The Relationship between Best of, Temperature and Top P (The Three Variable Problem)

I’m trying to get a better understanding of “best of”. Although I suspect it can be helpful in some cases, I’m not sure whether this is actually true or not, and was hoping someone who understands it better can help explain.

The part I can’t get my head around is the difference between using BO to find the most probable of x iterations and just running the prompt with temperature set at zero. Is “temp = 0” not just another way of saying return the response with the highest log probability?

I did some experimenting with davinci using limericks, since they utilize structure while being notoriously difficult to compose. Here are my results. The three numbers before each completion are temp, top p, and BO. Some experiments were repeated more than once.

Prompt:
Limerick about limericks: The limerick packs laughs anatomical
Into space that is quite economical.
But the good ones I’ve seen
So seldom are clean
And the clean ones so seldom are comical.

Limerick about a couple: There was a young lady of Norway
Who hung by her toes in a doorway.
She said to her beau
Just look at me Joe,
I think I’ve discovered one more way.’

Limerick about food: My favorite food is baloney
Though some people think it is phony
Despite what they say

0 1 1
It’s still the best way
To make a sandwich, in my opinion!

0 1 2
It’s still the best way
To make a sandwich, in my opinion!

0 .5 1
It’s still the best way
To make a sandwich, don’t you agree?

.7 1 1
It’s still the best way
To start off each and every day!

It’s still good to eat
And I’ll continue to eat it with glee.

It’s still the best way
To make a sandwich, with or without mayo!

It tastes great any day
And I’ll eat it as long as I live

It tastes great any day
And I’ll eat it as long as I live

.7 1 5

It’s still yummy today
And I’ll still eat it with bolognaise.

It’s still yummy to me
And I’ll eat it every day if I want to!

.7 .5 3
It’s still the best way
To make a sandwich, don’t you agree?

It’s still the best way
To make a sandwich, don’t you agree?

It’s still the best way
To make a sandwich, in my opinion!

The 0 1 2 experiment was just a sanity check to make sure I wouldn’t see variation when temp was set to 0. After setting the BO to a rather high (and expensive) number 5, I thought it was interesting to see the word yummy show up twice, even though it didn’t show up in the .7 1 1 round. ( I do like the word “yummy” in this context, and I could probably be convinced it’s a “better” word, although the completion lines weren’t particular noteworthy).

Interestingly, dialing top_p down to .5 with a BO of 3 resulted in two iterations of the 0 .5 1 result, and one iteration of the 0 1 1 result.
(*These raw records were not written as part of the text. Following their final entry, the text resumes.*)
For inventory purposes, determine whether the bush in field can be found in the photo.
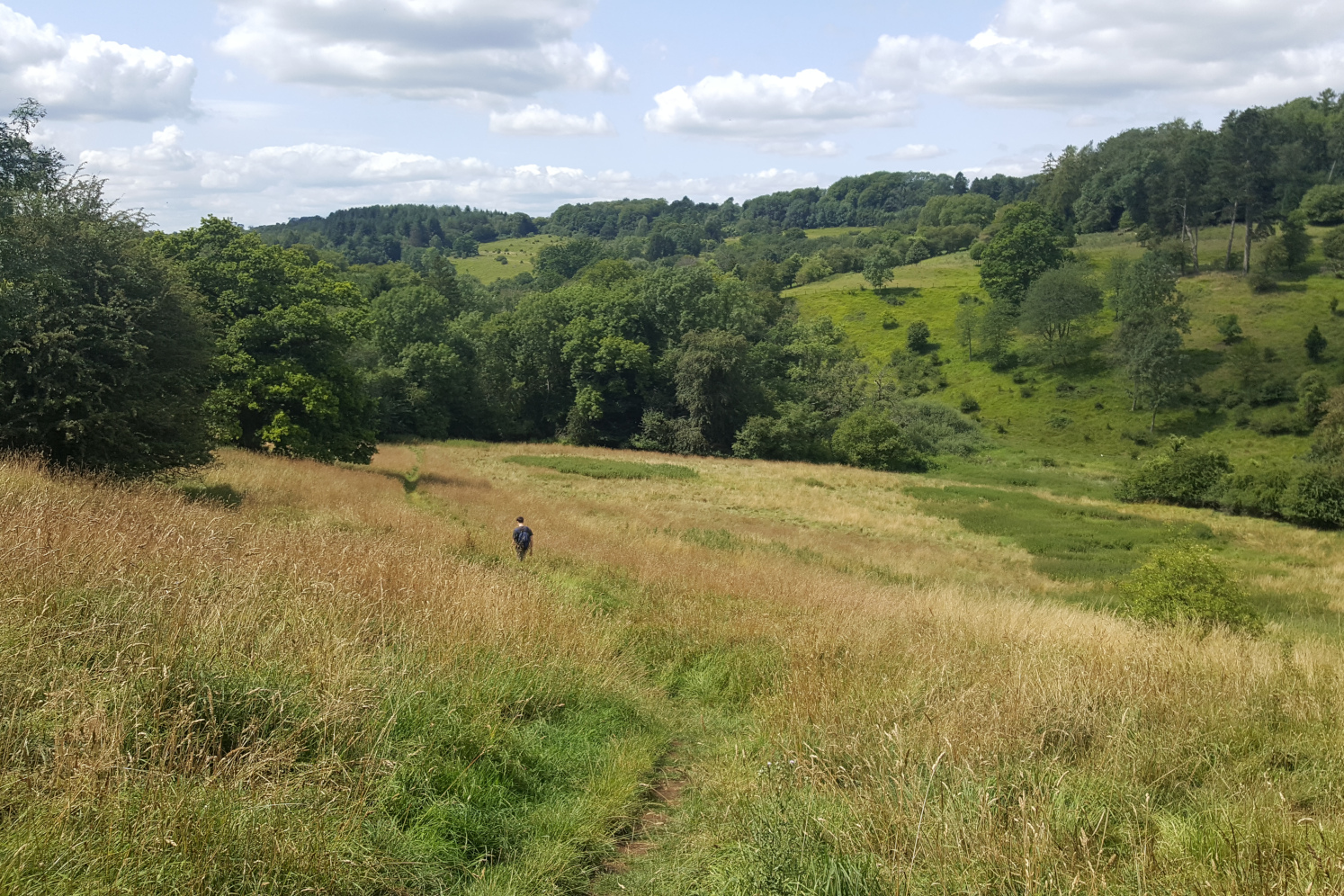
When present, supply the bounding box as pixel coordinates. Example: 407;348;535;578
0;101;212;476
732;401;835;463
892;397;984;457
793;255;835;286
1298;184;1344;224
830;407;928;473
906;321;930;354
1322;227;1344;277
1210;469;1293;520
1116;438;1232;506
1120;542;1263;632
1303;324;1330;364
1279;463;1344;529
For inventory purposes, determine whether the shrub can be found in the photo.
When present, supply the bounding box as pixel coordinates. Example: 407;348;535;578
1322;227;1344;276
892;399;984;455
1121;542;1263;632
1303;324;1330;363
0;183;214;476
830;407;928;473
1214;314;1241;345
1246;269;1278;293
1295;371;1331;430
906;237;933;264
906;321;930;354
732;401;835;463
1250;406;1311;435
1211;469;1293;518
1116;436;1232;506
793;255;835;286
1298;184;1344;224
1279;463;1344;529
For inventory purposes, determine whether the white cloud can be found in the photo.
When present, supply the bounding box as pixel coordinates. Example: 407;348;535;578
217;0;626;103
79;126;817;228
644;68;911;148
757;139;844;158
865;0;1344;107
0;5;196;121
490;103;615;137
868;144;949;161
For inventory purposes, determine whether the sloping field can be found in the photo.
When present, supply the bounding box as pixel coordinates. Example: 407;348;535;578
786;229;1344;471
0;444;1344;896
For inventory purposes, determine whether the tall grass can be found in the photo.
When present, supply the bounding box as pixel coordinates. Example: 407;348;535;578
0;444;1344;895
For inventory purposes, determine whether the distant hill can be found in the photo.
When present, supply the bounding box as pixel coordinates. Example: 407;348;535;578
253;171;1037;264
Can anyone help explain why this would be true?

Non-technical opinions and observations as to whether a non-zero temp and BO > 1 can generate better results than temp = 0 and BO = 1 are welcome!

2 Likes

Along similar lines, if “best of” simply means “most probable of”, then it’s not really “best of”, is it? “Best of” implies some external yardstick of quality.

3 Likes

@nimblebooksllc Indeed!

@PaulBellow any chance you could shed some light on this question?

I too am wondering how to use best_of best. Although I thought it would be related to n.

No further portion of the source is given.